Behalve met de Cruyff Foundation houdt ze zich in haar nieuwe functie onder andere ook bezig met het schoenen en kledingmerk Cruyff Classics, met Cruyff Football, de consultancytak, met Cruyff Library, de uitgeverij en Cruyff Institute, de sportmanagement-opleidingen. Het varieert van non-profitorganisaties tot profitbedrijven. En ze overlegt bijvoorbeeld ook over de naamgeving van de Arena. ‘Ik vind het leuk zo breed bezig te zijn,’ zegt ze erover. ‘Als je met Cruijff sprak, dan had alles met alles te maken. Dat geeft een mooie samenhang, maar de praktijk is anders, want het zijn behoorlijk verschillende initiatieven.’
De manier van werken met Cruijff was informeel en organisch. Thate: ‘Johan brainstormde, hij zag overal kansen en mogelijkheden en had veel ideeën.’ Ze zorgde voor de structuur en hakte knopen door. En dat vond Cruijff dan weer prima? ‘Ik voelde een groot vertrouwen.’
Niet alleen hockeyen
Thate voelt zich geen psycholoog. En op de vraag of ze zich tijdens het studeren meer een hockeyer voelde die studeerde of een student die hockeyde, heeft ze geen pasklaar antwoord. Maar het lijkt erop dat ze meer sporter was, want ze zegt: ‘Ik vond het belangrijk om niet alleen te hockeyen.’ En ook: ‘Het afronden van mijn studie was voor mij eigenlijk een soort sportieve prestatie. Dat is wat ik het meest meeneem van mijn studie: het feit dat ik het heb afgerond.’ En in haar werk komt haar belangstelling voor sporten en haar opleiding – de ontwikkeling van kinderen – samen.
Was Cruijff eigenlijk zelf een mensenkenner? ‘Ik denk het wel,’ zegt Thate. ‘Hij was in ieder geval een mensenmens. Hij was benaderbaar en toegankelijk. Als we over straat liepen, spraken mensen hem steeds aan. Dan had hij voor iedereen tijd en aandacht. Als trainer en coach was hij het type dat op de bal ging zitten om mensen te observeren. Hij keek naar hun ogen en wilde weten hoe ze zich voelden. Het spelletje was belangrijk, maar de individuen die het deden waren belangrijker.’

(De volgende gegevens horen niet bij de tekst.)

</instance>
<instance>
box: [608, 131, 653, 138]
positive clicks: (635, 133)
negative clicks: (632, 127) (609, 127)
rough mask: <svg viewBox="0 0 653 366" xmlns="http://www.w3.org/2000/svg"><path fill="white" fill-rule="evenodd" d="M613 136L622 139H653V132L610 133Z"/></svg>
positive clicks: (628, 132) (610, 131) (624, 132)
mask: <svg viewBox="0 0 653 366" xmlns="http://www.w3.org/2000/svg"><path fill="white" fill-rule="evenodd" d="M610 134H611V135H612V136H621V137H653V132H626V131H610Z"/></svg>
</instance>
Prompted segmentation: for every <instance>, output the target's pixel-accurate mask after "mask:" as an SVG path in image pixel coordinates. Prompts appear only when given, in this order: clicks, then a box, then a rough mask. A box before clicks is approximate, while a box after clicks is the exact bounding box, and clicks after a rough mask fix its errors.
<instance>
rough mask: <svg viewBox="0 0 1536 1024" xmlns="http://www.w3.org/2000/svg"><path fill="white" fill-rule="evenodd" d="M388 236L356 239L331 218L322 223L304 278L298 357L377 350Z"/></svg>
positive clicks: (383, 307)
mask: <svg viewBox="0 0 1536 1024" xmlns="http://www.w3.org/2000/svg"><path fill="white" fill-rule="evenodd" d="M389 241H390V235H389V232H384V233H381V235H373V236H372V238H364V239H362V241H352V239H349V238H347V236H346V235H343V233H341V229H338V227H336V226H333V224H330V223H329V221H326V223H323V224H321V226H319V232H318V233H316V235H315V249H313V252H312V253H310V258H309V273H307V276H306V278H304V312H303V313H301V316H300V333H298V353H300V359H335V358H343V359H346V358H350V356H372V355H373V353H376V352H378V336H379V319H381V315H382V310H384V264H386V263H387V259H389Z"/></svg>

Haar studie heeft haar als mens gevormd. Vooral de tijd waarin ze werkte met kinderen die zulke problemen hebben. ‘Het heeft me relativeringsvermogen gegeven. Als hockey-international wordt alles goed voor je geregeld. Het zet je met beide benen op de grond als je bij die kinderen bent. Het heeft mij als persoon veel gebracht.’